Users are being logged out unexpectedly when experiencing network connectivity issues during refreshing page or during navigation between page. As I noticed OCIS Web incorrectly treats temporary network failures as authentication errors, resulting in immediate session termination and redirection to the access denied page.
I have not seen such behavior before, tested on other online services, nothing similar.

I noticed this bug because Safari cancels a context of the current requests upon receiving a page refresh event. This causes the Vue application to throw an exception and subsequently force a logout.

Steps to reproduce

1. Log in to the application using OIDC authentication
2. Trigger one of the following scenarios
3.Perform a fast page refresh (F5)
    * Perform a fast page refresh (F5)
    * Simulate slow/unresponsive network conditions using browser dev tools
    * Short downtime of OIDC service (Authelia in my case)
4. Observe the logout behavior and error messages

Expected behavior

User shouldn't be logged out in case several page refresh events or during network connectivity issues between User's web browser and OIDC service.

Temporary network failures should not trigger logout
System should retry failed requests with appropriate backoff strategy
User session should remain intact during brief network interruptions.

Actual behavior

User is immediately logged out upon network error
Error messages displayed:
Something went wrong
We're having trouble connecting to the login service. If the problem continues, please contact support.

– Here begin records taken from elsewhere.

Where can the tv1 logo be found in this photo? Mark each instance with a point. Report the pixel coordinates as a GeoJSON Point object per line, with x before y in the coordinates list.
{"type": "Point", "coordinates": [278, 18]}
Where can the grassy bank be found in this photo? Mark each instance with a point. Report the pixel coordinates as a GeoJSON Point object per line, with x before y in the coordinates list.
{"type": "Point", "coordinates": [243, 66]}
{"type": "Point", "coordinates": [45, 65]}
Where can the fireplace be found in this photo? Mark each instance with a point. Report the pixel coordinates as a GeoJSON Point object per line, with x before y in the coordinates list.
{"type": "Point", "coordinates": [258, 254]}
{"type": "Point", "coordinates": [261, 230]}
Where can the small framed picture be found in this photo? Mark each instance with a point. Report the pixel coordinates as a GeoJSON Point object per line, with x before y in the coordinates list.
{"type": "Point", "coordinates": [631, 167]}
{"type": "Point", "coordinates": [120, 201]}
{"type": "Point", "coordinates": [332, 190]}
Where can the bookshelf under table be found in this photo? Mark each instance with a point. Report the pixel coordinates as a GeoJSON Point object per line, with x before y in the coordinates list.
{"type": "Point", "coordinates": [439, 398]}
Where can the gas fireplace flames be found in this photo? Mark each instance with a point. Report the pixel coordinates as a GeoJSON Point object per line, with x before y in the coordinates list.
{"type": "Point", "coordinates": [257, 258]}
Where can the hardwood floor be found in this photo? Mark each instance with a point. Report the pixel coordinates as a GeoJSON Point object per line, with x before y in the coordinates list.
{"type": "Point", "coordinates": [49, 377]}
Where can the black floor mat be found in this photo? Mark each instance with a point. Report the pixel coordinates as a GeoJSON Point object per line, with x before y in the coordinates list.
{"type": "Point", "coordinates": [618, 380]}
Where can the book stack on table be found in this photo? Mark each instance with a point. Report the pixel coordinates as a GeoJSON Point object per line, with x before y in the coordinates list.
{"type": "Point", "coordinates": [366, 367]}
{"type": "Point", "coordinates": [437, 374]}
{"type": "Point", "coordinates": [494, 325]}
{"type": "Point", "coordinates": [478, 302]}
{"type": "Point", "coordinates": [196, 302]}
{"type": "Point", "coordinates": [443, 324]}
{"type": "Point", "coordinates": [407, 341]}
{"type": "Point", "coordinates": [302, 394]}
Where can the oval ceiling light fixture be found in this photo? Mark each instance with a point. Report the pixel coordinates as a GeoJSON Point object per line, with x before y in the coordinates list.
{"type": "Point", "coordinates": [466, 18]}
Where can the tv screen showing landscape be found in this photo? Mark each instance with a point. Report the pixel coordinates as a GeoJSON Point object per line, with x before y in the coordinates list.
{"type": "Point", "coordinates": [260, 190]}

Browser's console contains errors:

  TypeError: Load failed
  [authService:initializeContext] - updating context with saved access_token
  code: "ERR_NETWORK"
  config: {transitional: {silentJSONParsing: true, forcedJSONParsing: true, clarifyTimeoutError: false}, adapter: ["xhr", "http", "fetch"], transformRequest: Array, transformResponse: Array, timeout: 0, …}
  message: "Network Error"
  name: "AxiosError"
  request: XMLHttpRequest {listeners: Object, onreadystatechange: null, readyState: 4, timeout: 0, withCredentials: false, …}
  Fetch API cannot load https://auth.{{ domain }}/.well-known/openid-configuration due to access control checks.

Setup

- Web version: 12.0.2
- oCIS version: 7.2.0
- browser: Safari

Additional context

No response

[LukasHirt]

Hi @asalimonov, thank you for the thorough report. The situation is indeed bad. We'll look into implementing a recovery logic so that users do not lose their active sessions.